[slurm-users] Power Save: When is RESUME an invalid node state?

34 views
Skip to first unread message

Xaver Stiensmeier

unread,
Dec 6, 2023, 3:28:50 AM12/6/23
to slurm...@lists.schedmd.com

Dear Slurm User list,

using https://slurm.schedmd.com/power_save.html we had one case out of many (>242) node starts that resulted in

slurm_update error: Invalid node state specified

when we called:

scontrol update NodeName="$1" state=RESUME reason=FailedStartup

in the Fail script. We run this to make 100% sure that the instances - that are created on demand - are again `~idle` after being removed by the fail program. They are set to RESUME before the actual instance gets destroyed. I remember that I had this case manually before, but I don't remember when it occurs.

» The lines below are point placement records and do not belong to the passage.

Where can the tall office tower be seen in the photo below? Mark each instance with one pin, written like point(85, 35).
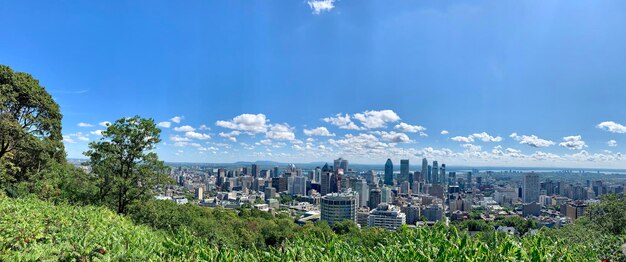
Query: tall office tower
point(430, 174)
point(199, 193)
point(298, 186)
point(339, 207)
point(275, 174)
point(386, 196)
point(435, 172)
point(389, 173)
point(325, 183)
point(341, 163)
point(270, 192)
point(387, 216)
point(425, 170)
point(442, 174)
point(530, 188)
point(375, 198)
point(364, 192)
point(318, 175)
point(404, 172)
point(255, 170)
point(221, 174)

Maybe someone has a great idea how to tackle this problem.

Best regards
Xaver Stiensmeier

Ole Holm Nielsen

unread,
Dec 6, 2023, 4:30:53 AM12/6/23
to slurm...@lists.schedmd.com
Hi Xavier,
Probably you can't assign a "reason" when you update a node with
state=RESUME. The scontrol manual page says:

Reason=<reason> Identify the reason the node is in a "DOWN", "DRAINED",
"DRAINING", "FAILING" or "FAIL" state.

Maybe you will find some useful hints in my Wiki page
https://wiki.fysik.dtu.dk/Niflheim_system/Slurm_cloud_bursting/#configuring-slurm-conf-for-power-saving
and in my power saving tools at
https://github.com/OleHolmNielsen/Slurm_tools/tree/master/power_save

IHTH,
Ole


Xaver Stiensmeier

unread,
Dec 6, 2023, 4:54:33 AM12/6/23
to slurm...@lists.schedmd.com
Hi Ole,

I will double check, but I am very sure that giving a reason is possible
as it has been done at least 20 other times without error during that
exact run. It might be ignored though. You can also give a reason when
defining the states POWER_UP and POWER_DOWN. Slurm's documentation is
not always giving all information. We run our solution for about a year
now so I don't think there's a general problem (as in something that
necessarily occurs) with the command. But I will take a closer look. I
really feel like it has to be something more conditional though as
otherwise the error would've occurred more often (i.e. every time when
handling a fail and the command is execute).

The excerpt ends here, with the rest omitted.